Fern screws her face up in concentration. “God, I tell you—motherhood softens your brain, don’t let anyone ever tell you any different. I honestly don’t remember. Or maybe they just never told me, and I overheard. It was nearly ten years ago after all. I do remember Mary saying to Bert, ‘I won’t have those things in the house.’ She sounded angry, like properly mad. And Mary never got mad. Not with Bert.”
“You don’t know what ‘they’ were?”
“I don’t, hon, and even if I did it might have nothing to do with Alice or the basement or any of it. It just stands out to me because, like I said, Mary never got mad at Bert. She’s a sweetheart, really.”
“Oh,” I say, visibly deflated. I stub the cigarette out in the ashtray. Fern puts her hand on my arm, leaning toward me so close I can see the freckles on her skin under her pale, creamy makeup.
“Listen, Stevie told her teacher once that I had a pet anaconda that I kept in the bath. Kids say weird things, don’t they? Their brains are all glitter and explosions.
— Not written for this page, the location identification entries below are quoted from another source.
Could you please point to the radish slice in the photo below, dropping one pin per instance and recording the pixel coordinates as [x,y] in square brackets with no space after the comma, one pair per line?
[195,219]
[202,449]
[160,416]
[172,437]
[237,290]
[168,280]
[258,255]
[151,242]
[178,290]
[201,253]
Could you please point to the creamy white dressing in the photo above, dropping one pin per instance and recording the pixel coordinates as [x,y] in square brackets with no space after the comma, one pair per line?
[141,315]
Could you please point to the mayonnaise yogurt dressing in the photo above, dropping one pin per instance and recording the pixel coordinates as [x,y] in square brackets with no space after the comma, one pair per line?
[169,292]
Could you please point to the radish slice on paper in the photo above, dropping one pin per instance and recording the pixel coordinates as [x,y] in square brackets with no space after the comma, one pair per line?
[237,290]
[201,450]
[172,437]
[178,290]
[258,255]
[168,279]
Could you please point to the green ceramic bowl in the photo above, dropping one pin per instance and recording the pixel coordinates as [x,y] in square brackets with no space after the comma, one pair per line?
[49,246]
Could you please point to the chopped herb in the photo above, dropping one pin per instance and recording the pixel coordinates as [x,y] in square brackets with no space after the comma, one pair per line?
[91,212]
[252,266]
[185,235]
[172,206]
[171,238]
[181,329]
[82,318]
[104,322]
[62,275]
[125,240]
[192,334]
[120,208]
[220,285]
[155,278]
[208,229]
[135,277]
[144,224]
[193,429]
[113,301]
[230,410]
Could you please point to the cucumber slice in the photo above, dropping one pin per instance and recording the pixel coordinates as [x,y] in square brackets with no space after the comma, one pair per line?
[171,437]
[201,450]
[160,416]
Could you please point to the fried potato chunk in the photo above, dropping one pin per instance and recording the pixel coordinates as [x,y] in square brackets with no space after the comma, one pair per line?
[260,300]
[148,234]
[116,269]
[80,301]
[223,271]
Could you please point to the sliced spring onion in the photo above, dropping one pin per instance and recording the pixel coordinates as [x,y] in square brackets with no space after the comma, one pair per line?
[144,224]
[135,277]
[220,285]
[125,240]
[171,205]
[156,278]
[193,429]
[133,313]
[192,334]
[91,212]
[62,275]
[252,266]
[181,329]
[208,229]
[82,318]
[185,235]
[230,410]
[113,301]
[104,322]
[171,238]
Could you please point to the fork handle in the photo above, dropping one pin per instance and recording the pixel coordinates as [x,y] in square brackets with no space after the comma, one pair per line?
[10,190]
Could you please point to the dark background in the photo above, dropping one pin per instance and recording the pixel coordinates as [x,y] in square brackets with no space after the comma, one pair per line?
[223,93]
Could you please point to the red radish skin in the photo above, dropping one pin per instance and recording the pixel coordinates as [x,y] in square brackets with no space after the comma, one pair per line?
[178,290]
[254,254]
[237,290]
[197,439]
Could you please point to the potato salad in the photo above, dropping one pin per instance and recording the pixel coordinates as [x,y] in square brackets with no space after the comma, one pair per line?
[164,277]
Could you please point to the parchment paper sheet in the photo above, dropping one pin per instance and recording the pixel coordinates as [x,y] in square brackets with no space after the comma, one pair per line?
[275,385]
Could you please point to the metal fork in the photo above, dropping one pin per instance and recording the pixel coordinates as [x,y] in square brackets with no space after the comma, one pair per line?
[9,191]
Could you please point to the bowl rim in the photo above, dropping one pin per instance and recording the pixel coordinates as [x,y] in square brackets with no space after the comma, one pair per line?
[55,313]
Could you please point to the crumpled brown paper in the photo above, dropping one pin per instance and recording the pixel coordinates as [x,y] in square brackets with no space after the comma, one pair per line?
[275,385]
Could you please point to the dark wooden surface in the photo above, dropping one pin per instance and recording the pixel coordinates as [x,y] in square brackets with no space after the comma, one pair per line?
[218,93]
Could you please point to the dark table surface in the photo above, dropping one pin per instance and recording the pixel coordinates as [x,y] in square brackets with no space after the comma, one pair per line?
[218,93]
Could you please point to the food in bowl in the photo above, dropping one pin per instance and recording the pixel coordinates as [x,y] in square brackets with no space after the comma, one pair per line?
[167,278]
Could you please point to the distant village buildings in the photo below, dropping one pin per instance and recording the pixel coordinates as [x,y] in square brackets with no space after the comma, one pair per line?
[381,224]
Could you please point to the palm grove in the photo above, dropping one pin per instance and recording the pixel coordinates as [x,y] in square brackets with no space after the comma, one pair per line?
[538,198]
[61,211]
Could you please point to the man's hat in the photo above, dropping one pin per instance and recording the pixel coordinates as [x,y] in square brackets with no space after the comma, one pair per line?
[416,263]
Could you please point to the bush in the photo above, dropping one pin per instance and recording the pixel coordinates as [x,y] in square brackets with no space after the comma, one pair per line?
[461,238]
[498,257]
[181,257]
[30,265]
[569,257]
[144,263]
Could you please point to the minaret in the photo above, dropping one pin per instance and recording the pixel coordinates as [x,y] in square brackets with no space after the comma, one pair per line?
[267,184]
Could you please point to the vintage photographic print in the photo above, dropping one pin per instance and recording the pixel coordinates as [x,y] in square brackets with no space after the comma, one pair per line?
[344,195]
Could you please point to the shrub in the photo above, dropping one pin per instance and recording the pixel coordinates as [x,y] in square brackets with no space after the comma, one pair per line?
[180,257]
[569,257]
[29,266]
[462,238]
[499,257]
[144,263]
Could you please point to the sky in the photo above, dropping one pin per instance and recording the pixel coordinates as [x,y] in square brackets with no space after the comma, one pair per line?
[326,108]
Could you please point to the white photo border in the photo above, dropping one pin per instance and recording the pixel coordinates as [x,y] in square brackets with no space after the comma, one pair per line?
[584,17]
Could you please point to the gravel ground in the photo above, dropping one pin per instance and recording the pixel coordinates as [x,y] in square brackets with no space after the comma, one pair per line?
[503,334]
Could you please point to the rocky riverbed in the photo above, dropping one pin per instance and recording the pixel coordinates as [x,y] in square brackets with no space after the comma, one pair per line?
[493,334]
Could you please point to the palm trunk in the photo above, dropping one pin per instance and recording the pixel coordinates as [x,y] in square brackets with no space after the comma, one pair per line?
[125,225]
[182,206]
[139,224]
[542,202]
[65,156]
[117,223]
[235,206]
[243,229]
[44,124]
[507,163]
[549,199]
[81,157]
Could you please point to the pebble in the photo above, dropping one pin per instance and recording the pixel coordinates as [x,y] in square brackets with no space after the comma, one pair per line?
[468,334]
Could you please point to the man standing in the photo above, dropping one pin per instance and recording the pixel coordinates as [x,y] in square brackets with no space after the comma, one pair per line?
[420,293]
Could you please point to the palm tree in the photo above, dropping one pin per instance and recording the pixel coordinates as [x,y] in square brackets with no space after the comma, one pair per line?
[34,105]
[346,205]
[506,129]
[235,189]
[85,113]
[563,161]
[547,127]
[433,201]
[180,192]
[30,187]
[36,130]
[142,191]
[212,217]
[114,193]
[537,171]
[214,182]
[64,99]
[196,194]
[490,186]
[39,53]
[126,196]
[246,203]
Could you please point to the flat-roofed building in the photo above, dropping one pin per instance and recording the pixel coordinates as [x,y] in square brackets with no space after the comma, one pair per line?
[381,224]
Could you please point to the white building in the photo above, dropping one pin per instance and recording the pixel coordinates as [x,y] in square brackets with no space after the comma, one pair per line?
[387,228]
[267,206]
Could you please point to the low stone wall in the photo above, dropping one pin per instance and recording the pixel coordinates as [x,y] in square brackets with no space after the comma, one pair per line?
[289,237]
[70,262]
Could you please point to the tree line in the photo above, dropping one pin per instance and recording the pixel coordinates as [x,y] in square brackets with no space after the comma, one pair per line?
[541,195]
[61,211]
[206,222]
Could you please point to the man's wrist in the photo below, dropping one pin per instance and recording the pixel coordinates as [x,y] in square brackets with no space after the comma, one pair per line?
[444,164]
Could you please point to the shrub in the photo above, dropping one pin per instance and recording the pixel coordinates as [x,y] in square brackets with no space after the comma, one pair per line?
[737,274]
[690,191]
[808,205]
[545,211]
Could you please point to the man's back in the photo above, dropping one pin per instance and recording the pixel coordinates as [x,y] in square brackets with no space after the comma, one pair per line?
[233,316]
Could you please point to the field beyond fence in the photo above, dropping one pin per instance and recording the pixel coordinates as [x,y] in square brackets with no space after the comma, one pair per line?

Maybe Tamsin is just repeating something she heard or saw on the television?”
I’m struck by an idea then, straightening up in my chair.
“Could I talk to her?”
“To Stevie?”
“Yes! She’s at Bert’s a lot, isn’t she? Maybe she’ll know something we don’t.”
Fern’s whole expression changes. Her eyes flatten, narrowing a little. Her mouth is drawn in a sharp, tight line.
“Absolutely not. It’s out of the question. She’s seven years old for fuck’s sake. Don’t drag her into this.”
I realize I’ve gone too far, even as Fern snatches up the coffee cups and stalks away to the kitchen. Alice is tainted and even if I can knock the supports out from under her delusions, the town will remember. That’s how superstitions thrive, after all.
“Fern, I’m sorry. Of course. I wasn’t thinking.”
I push my chair back and grab my bag, suddenly keen to be out in the cleansing sunshine, hotter than fire. Another thud from upstairs rattles the windows and Stevie cackles a big, full laugh.
Fern studies me, unsmiling, seeming to be bracing herself against a fall. Then her eyes soften a little and she releases a long, shuddering breath.
“No, I’m sorry. I overreacted. I just don’t want her swept up in all this, you know?”
I nod, stepping forward to shake her hand. Ignoring me, Fern grips me in a tight, clammy hug, pressing me to her close enough to whisper into my ear.
“Mina, I meant what I said. I really am interested in how you are. If you ever want to talk about it, you know where I am.”
The mind can turn on you, can’t it? That’s what Paul told me. I try not to think about poor Terry bleeding out in his beloved Ford Escort, try not to think about those white, groping fingers hanging from the chimney in the dark of the fireplace. It’s just fear, making my brain play tricks on me. It’s not real. None of it is real.